The captain was running awkwardly in his boots. He held his sabre low, so that the point often threatened to catch in the turf. His yellow hair ruffled out from under his faded cap.”Go in hard now!” he roared, in a voice of hoarse fury. His face was violently red.

The troopers threw themselves upon the grove like wolves upon a great animal. Along the whole front of woods there was the dry crackling of musketry, with bitter, swift flashes and smoke that writhed like stung phantoms. The troopers yelled shrilly and spanged bullets low into the foliage.

For a moment, when near the woods, the line almost halted. The men struggled and fought for a time like swimmers encountering a powerful current. Then with a supreme effort they went on again. They dashed madly at the grove, whose foliage from the high light of the field was as inscrutable as a wall.

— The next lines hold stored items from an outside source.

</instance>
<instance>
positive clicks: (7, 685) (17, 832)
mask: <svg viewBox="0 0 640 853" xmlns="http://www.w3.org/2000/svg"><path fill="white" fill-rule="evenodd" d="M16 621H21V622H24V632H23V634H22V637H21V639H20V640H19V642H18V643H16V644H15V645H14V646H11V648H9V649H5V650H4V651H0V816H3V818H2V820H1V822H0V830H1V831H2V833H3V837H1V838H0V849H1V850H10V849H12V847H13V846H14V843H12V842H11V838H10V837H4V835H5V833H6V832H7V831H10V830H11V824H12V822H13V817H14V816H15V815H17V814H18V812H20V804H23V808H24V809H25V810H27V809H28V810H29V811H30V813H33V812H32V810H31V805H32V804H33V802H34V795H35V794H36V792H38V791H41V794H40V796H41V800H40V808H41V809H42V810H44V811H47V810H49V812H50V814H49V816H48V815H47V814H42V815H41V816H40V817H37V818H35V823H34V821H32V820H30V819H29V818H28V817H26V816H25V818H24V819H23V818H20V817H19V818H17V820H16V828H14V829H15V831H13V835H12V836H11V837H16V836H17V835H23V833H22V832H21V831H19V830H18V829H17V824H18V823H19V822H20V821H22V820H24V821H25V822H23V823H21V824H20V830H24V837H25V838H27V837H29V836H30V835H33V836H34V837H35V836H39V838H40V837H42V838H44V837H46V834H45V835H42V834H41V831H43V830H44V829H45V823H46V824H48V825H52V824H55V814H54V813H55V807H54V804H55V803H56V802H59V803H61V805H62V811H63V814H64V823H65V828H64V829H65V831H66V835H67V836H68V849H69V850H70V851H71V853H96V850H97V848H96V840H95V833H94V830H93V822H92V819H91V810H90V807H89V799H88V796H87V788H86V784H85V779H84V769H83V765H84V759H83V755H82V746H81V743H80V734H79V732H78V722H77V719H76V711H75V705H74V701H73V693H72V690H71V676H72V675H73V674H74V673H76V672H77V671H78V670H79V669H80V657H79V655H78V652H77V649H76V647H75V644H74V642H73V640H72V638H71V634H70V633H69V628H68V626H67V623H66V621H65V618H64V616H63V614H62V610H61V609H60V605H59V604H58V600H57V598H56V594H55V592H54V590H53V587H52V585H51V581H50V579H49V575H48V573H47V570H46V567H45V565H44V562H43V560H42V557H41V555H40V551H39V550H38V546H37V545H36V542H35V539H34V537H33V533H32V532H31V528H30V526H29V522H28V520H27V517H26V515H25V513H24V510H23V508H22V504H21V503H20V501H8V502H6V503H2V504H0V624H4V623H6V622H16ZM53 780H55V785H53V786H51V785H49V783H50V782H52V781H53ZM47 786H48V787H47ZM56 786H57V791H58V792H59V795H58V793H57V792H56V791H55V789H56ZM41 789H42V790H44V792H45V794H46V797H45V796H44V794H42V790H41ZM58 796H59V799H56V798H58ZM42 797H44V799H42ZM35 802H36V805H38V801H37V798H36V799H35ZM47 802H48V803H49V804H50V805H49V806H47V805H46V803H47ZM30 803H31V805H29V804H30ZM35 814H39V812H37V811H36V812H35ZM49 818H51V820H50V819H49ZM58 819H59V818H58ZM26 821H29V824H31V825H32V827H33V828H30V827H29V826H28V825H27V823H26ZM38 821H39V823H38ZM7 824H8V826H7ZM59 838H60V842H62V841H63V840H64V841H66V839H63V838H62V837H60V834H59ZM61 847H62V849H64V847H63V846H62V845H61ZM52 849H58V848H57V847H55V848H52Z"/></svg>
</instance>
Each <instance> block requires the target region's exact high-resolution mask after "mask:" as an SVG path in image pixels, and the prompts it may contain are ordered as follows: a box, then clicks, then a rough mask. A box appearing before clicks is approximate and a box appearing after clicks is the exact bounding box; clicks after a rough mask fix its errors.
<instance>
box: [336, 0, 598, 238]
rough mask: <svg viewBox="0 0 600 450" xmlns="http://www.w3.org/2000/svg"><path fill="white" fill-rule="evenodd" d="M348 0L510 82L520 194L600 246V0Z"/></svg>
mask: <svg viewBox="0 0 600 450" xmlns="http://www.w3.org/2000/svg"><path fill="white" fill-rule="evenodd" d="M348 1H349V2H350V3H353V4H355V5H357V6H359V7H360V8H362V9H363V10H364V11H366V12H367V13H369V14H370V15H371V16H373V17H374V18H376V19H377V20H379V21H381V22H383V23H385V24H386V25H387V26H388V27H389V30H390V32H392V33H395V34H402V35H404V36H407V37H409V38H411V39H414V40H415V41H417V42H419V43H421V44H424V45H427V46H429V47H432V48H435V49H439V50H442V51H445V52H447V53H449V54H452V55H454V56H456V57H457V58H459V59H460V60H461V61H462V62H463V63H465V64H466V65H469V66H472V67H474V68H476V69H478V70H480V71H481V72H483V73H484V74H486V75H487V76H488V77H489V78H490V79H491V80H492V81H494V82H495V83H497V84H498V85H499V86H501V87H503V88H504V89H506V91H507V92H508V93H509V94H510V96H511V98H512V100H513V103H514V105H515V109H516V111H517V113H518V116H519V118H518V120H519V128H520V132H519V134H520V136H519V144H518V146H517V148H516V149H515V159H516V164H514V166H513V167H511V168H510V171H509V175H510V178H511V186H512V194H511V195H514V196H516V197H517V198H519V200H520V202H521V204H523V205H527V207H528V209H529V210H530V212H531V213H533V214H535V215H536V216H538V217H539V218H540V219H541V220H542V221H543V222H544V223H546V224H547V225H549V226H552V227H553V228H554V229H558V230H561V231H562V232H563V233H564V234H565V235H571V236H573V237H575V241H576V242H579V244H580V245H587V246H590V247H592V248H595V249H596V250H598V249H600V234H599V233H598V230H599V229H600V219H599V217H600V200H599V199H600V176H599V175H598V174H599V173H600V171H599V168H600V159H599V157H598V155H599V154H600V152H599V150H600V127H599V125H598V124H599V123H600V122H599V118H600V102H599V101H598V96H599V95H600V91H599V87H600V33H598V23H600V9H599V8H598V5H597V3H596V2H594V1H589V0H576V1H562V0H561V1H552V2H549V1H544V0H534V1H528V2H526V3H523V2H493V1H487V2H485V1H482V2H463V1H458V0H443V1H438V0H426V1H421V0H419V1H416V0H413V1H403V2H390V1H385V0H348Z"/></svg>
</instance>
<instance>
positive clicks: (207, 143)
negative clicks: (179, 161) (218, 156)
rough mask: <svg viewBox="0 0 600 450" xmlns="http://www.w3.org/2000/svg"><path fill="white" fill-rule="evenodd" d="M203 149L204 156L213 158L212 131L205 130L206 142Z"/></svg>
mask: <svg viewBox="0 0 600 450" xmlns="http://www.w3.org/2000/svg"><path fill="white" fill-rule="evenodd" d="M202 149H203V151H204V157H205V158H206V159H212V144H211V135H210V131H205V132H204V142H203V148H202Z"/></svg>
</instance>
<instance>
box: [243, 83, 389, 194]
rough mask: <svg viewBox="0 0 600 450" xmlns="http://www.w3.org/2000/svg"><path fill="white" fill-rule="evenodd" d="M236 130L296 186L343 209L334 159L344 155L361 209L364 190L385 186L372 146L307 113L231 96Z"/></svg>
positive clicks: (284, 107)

Then suddenly each detail of the calm trees became apparent, and with a few more frantic leaps the men were in the cool gloom of the woods. There was a heavy odour as from burned paper. Wisps of grey smoke wound upward. The men halted and, grimy, perspiring, and puffing, they searched the recesses of the woods with eager, fierce glances. Figures could be seen flitting afar off. A dozen carbines rattled at them in an angry volley.

During this pause the captain strode along the line, his face lit with a broad smile of contentment.”When he sends this crowd to do anything, I guess he’ll find we do it pretty sharp,” he said to the grinning lieutenant.

“Say, they didn’t stand that rush a minute, did they?” said the subaltern. Both officers were profoundly dusty in their uniforms, and their faces were soiled like those of two urchins.

Out in the grass behind them were three tumbled and silent forms.

Presently the line moved forward again. The men went from tree to tree like hunters stalking game. Some at the left of the line fired occasionally, and those at the right gazed curiously in that direction. The men still breathed heavily from their scramble across the field.